What are the Symptoms of Boils?
What to Expect
Symptoms and appearance of boils may include:
Infected hair follicle
Boil on skin
Painful red skin swelling/lump
Local lymph node swelling
Pus head appears on the boil
Where do Boils Appear?
Boils can occur anywhere on the skin, although they tend to develop on the face, neck, armpits, buttocks, or thighs. They also occur most frequently in areas containing hair and/or sweat glands, or in areas where chafing or recurrent friction occurs, thus a major cause of skin boils. In some cases, boils can occur in interconnected clusters called carbuncles. In severe cases, they can develop into abscesses.
While anyone can develop boils and carbuncles, people who have diabetes, a suppressed immune system, poor hygiene, acne, or other skin problems are at a higher risk.
Types of Boils
Some examples of boils include:
Furuncle or carbuncle
Location of Boils on Body
Boils may be found on various parts of the body, including:
Legs, Knees and Feet
Face and/or Chin
Anal, anus, and overall rectal area
Pubic, Anorectal and/or groin area
Hands and Palms
Armpit and underarm area
Buttocks and upper thighs
Gums, tonsils, throat, other parts of the mouth
Vagina and labia
Penis and scrotum
What Causes Boils?
The main cause of skin boils is generally due to an infection of a hair follicle. This can occur for a number of different reasons.
Contributing Causes of Boils
Malnutrition (Vitamin A or E deficiency in particular)

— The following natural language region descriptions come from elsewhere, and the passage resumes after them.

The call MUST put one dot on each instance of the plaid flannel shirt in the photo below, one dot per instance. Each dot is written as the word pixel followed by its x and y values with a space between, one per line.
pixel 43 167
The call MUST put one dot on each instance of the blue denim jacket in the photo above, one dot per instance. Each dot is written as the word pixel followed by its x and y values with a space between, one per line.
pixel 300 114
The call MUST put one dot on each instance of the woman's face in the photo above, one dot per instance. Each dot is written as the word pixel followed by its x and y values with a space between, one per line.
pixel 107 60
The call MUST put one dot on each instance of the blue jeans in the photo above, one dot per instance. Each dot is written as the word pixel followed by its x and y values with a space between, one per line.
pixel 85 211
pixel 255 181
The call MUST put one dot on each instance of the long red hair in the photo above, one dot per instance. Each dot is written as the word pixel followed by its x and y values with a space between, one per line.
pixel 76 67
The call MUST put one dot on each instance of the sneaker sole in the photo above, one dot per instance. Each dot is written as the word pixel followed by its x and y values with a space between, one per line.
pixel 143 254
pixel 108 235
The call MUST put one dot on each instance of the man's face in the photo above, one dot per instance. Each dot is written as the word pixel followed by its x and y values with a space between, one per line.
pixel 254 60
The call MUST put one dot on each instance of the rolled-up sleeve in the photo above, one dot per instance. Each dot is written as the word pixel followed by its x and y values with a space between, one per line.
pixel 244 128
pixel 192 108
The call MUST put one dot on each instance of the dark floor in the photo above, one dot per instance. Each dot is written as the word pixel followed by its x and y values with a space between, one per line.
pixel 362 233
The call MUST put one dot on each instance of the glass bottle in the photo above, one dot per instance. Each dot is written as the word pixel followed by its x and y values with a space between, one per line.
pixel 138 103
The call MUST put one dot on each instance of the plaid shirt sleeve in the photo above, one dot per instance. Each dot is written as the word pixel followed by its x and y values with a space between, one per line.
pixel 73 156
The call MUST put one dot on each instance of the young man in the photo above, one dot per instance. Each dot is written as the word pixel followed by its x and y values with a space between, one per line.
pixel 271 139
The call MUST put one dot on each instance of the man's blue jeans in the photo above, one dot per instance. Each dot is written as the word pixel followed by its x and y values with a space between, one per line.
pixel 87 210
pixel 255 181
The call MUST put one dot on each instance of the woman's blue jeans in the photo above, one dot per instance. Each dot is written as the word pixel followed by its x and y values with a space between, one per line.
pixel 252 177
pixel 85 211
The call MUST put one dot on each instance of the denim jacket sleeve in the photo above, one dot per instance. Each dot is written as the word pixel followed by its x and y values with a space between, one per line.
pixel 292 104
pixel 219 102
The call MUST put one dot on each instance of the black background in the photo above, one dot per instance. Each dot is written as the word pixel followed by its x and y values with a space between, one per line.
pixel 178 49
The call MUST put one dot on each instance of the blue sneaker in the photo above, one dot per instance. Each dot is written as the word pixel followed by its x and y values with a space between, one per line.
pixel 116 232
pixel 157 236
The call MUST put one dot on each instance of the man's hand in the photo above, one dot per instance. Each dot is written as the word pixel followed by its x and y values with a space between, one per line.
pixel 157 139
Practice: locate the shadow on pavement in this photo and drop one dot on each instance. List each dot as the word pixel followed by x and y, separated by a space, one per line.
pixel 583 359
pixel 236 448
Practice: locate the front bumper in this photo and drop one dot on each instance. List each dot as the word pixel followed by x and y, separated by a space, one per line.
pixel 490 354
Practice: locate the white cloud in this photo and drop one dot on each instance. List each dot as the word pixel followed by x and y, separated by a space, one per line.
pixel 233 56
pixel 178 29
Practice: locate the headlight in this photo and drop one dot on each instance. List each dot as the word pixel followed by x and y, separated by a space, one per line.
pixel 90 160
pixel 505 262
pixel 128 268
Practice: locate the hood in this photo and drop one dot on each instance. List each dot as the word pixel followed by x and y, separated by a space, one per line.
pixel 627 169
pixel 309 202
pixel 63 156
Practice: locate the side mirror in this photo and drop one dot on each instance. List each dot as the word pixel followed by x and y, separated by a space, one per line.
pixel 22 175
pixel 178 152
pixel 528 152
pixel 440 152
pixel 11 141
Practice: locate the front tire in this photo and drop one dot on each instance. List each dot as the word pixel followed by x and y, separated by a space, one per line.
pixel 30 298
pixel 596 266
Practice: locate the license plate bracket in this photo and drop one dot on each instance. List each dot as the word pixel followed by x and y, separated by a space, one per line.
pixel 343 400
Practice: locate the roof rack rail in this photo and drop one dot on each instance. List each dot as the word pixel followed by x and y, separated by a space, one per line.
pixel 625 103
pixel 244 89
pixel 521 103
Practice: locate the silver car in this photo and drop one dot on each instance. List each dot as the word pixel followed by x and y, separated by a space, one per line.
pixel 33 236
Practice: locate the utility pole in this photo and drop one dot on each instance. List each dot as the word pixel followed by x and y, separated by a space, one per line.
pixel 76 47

Blocked sweat glands that become infected
Immune Problems & Disorders
Diabetes & Insulin Resistance
Polycystic Ovarian Syndrome (PCOS)
An ingrown hair
A splinter or other piece of foreign material that has penetrated the skin
Most boils can be adequately treated at home, and usually run their course and heal without medical attention. However, in some cases, you may need to visit a general health practitioner to avoid complications. Your doctor will simply examine the affected area to confirm diagnosis and generally no other diagnostic tests are necessary. Skin boil treatment is generally simple and can be managed at home.